灶膛口留了半块砖的开口,朝南,冬天刮西北风的时候火不容易被吹灭。
然后灶面用砖再给平铺了一层,中间留了个圆口,刚好能搁下孙支书那口十印大铁锅。
沈慕华在旁边递砖递泥,手上糊了一层黄泥巴,鼻尖上也不知怎么蹭了一道。
林胜利伸手想帮她擦掉,结果手上的泥又蹭上去一道,比刚才还大。
沈慕华拿袖子蹭了一下鼻子,看了一眼他手上的泥,白了他一眼,也伸手在他脸上抹了一道。
追风蹲在旁边,看着两个人脸上各挂着一道黄泥印子,尾巴甩得跟根风车一样,这家伙真就是一直都没什么变化。
等到林胜利把最后一块砖拍实了,站起来退后两步,端详了一下。
灶台差不多半人高,四四方方的,泥还没干,颜色是深褐色的,等明天干透了就能用。
“行了,等明天早上把孙支书那口锅搬来,架上就能熬粥。”
沈慕华站起来,拍了拍手上的泥,走到灶台跟前转了一圈:“灶膛朝南,你想得倒是细。”
转眼已是第二天一早。
天刚蒙蒙亮,院子里就热闹起来了。
于顺扛着孙支书家那口十印大铁锅,从巷子那头走过来,锅底扣在背上,远远看着像背了个大铁壳的王八。
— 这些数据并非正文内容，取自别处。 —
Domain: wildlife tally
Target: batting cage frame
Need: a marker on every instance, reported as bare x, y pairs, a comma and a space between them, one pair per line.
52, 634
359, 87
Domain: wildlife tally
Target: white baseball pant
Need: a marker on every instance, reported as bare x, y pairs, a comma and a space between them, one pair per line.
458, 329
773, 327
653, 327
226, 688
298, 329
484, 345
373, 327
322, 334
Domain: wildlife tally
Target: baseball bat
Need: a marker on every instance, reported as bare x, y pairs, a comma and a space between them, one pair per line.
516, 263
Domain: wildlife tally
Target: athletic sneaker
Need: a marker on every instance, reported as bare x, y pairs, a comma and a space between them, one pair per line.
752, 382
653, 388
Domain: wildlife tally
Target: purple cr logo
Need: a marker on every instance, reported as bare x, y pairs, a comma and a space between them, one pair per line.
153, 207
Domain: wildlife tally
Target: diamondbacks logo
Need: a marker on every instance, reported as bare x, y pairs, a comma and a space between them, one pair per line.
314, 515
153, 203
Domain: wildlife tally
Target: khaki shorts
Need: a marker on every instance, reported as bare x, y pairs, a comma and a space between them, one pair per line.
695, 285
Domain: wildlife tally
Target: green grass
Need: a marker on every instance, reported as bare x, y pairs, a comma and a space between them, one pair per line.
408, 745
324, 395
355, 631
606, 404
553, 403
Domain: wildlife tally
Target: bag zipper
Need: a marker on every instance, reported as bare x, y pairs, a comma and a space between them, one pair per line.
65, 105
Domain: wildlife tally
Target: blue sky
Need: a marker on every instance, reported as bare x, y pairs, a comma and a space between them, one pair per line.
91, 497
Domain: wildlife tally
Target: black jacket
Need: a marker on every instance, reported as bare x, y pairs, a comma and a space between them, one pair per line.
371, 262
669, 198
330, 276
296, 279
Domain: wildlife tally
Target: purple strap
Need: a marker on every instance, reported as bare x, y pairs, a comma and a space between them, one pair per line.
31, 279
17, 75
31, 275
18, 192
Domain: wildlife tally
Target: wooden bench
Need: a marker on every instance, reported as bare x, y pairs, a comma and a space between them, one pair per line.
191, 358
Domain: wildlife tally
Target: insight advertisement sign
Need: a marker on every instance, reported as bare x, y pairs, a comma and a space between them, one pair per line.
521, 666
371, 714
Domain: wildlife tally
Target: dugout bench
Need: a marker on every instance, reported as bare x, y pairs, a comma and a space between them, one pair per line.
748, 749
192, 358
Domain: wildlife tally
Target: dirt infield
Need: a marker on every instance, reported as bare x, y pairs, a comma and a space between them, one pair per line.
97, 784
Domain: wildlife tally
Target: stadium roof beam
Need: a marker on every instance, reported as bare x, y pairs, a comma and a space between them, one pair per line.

林胜利打眼那么一看,还有些诧异,不过等到看到大山跟在他后头,手里拎着两块垫锅的石头后,就明白过来。
合着还有更大的东西要拿。
“让让让让,烫着不管啊!”
于顺这家伙,倒是把吃席的时候,端菜的人的台词学得挺溜,就是这会儿,说出这话来,不尴尬吗?
还不如喊,手放上去会黏住!
等把铁锅往灶台上稳稳一架,于顺一时间,喘得直不起腰来:
“这锅分量可真不轻,得有四五十斤。”
“支书家这锅是祖传的吧?!”
“铸铁这么厚,熬出来的粥肯定香。”
“废话,薄皮铁锅能熬出什么好东西。”
赵庆山乐呵地说道:“这锅有年头了,以前公社杀猪褪毛都用它,油水足,熬粥不用放油都香。”
“灶膛朝南,通风没问题。”
“大山,去把那捆松木柈子搬过来,先架火把灶膛烤干了再下锅。”
大山应了一声,走到柴垛旁边把昨天劈好的松木柈子抱了一捆过来,一根一根往灶膛里码。
林胜利从灶房里端了个火盆出来,里头是早上从自家灶膛里铲出来的炭火,还冒着火星子。
直接把炭火倒进灶膛,又往上头搁了几根细松枝,低头对着灶膛口吹了好几口气,松枝就着了。
对于他们这伙人来说,点火啥的,都是最简单的事情。
灶台的泥本来还没干透,不过被火一烤,缝隙里的黄泥很快就慢慢变白,冒出一缕一缕的水汽。
“火别太大,先小火把灶膛烤干了,不然泥皮要裂。”
沈慕华从屋里出来,手里端着一盆已经泡了一宿的红小豆和绿豆。
这玩意必须要提前泡了,才好用。
这会儿豆子各个都泡得涨鼓鼓的,红小豆的皮都撑开了,露出里头白生生的豆瓣。
几个女知青叽叽喳喳地进了院子。
周月芹走在最前头,手里端着一盆水,水里泡着干枣,说是提前泡上了好去核。
后头跟着短发女知青王秀兰,抱着一摞搪瓷碗,碗摞得老高,进门的时候被门槛绊了一下,差点连人带碗摔进雪地里,被李小雅一把拽住了后襟。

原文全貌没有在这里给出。